We know that the arguments for war are baseless today. All assertions made turned out to be false. Consequences of this war on bogus grounds ... one thing psychologists have shown ... when you plan to do womething, you are more rational in your thought patterns ... in a down state ... not euphoric or happy then ... but once you sign on and decide you are going for it, your mood goes up, you feel euphoric, overconfident. The bitch is there was no planning with the war. The administration just jumped at it. And then had to justify their action.

Self-deception leads to two things -- leads you into disaster, then makes sure you don't have the tools to deal with what you have done to yourself.

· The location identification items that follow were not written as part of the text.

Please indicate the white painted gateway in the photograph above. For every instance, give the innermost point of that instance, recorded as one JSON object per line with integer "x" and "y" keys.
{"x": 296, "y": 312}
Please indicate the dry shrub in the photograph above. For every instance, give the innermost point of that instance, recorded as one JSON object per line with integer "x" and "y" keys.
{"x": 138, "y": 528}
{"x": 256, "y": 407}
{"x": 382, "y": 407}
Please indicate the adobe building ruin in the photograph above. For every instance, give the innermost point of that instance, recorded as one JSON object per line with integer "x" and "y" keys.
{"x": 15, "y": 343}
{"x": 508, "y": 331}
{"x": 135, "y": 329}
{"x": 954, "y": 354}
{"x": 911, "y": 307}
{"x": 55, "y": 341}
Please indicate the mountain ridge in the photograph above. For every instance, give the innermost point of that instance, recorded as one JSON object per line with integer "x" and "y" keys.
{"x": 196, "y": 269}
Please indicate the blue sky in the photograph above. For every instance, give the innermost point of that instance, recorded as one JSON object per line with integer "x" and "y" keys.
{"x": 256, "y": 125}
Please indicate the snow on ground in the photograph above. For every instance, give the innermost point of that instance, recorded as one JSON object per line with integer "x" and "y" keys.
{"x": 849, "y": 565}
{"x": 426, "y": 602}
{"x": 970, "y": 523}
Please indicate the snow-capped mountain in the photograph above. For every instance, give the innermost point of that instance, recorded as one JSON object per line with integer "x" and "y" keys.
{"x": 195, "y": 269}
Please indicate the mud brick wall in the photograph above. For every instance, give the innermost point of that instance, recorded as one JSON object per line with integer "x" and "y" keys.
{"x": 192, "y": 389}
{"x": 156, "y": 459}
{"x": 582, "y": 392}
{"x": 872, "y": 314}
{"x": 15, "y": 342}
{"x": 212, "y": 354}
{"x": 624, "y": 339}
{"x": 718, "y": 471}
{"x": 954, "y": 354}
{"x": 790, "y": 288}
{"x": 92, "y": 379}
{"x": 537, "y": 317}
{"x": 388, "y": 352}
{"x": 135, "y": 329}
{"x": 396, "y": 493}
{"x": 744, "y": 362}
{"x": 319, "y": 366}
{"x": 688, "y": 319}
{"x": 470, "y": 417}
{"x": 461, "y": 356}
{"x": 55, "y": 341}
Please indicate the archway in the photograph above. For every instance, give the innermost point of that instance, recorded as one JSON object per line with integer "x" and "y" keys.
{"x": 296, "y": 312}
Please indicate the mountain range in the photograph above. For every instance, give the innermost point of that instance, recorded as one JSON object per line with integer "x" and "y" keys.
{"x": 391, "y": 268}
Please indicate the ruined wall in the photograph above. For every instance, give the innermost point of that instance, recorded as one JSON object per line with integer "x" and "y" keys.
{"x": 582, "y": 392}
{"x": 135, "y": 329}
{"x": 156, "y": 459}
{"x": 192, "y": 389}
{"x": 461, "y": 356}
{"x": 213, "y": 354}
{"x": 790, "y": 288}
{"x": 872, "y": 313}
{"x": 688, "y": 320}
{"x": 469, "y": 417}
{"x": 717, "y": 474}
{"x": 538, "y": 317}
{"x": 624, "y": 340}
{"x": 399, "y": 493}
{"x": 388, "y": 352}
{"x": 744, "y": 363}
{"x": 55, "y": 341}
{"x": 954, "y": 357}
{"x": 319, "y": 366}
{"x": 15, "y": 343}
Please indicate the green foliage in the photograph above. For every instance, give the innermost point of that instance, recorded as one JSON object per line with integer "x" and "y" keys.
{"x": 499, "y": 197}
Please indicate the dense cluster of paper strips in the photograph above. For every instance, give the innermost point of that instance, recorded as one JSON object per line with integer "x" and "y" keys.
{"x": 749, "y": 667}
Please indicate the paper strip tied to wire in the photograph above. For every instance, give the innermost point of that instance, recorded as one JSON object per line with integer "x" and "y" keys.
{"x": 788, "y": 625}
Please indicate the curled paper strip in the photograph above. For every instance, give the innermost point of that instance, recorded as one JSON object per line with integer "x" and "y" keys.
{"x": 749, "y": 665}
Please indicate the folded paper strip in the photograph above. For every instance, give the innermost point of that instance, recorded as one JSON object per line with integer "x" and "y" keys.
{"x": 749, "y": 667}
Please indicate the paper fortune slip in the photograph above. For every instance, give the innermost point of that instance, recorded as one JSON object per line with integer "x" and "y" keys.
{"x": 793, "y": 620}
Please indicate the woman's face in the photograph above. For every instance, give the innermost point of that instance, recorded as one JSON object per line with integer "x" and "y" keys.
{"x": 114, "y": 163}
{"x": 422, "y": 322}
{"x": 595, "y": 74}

The good news is that we really have a good opportunity to put together a broad theory of self-deception. The bad news is that the forces of deceipt and self-deception are really very powerful.



3:07:55 AM    comment []  trackback []


Nassim Nicholas Taleb says we tend to treat knowledge as personal property, as something we own.  This is self-deception.  He encourages us to play a thought experiment - using traders as an example.

Assume fair odds (50% chance)
Year 1 : 1 mn
Year 2: 500,000 successful ones
Year 3 : 250,000
Year 4 : 125,000
Year 11 - about 1000 geniuses ... just by luck!

You can try and explain these things logically, you can rationalise it all.  Books like Lessons from the Legends of Wall Street, The Millionaire Mind, Secrets of the Millionaire's Mind make it all seem so easy. In one of these books, one of the fallacies in the finding that millionaires take risks, is that the author doesnot take note of the fact that bankrupt people take risks too. 

He takes on calibrations of 2% error rates - in tests he has conducted, it has been shown that the 2% error rate can actually be as high as 80% and not 2%. Hehe - higher error rates among MBA students than Math students!

Our bodies of knowledge are swelling, but we all have this disease of error rate.  The confidence in this knowledge we think we know may well be a fallacy.  When you look at the future, and ask people to predict the future, we have this tendency to tunnel and ignore events that may happen infrequently but which have impact on the outcome.  The most accurate predictors are weather analysts, economists hide it well, and security analysts perhaps the worst !

Sydney Opera House is a monument to a human disease.  It was scheduled to open 10 years before and cost much less than it actually did. Planning fallacy.  Because we tunnel.  Very few projects are completed on time, because while they can plan it very well, they don't take account of unpredictable elements.

The reason --- 'The Black Swan' --- for a long time, everyine thought all swans were white, because all the swans we saw were white.  But in Australia, we found black swans. Much of what happened in history is determined by Black Swans and not White Swans.  Their contribution is cumulatively huge, but noone notices it.

He shares some more tests on Bloomberg reports to show how surveys are less accurate than an analysis of prior experience.

A forecast has no validity unless you know the error rate.  It is getting harder and harder to forecast, particularly in social science, as complexities are increasing daily.  He doesnot say we shouldnot or cannot forecast, but we must try a little less self-deception in forecasting.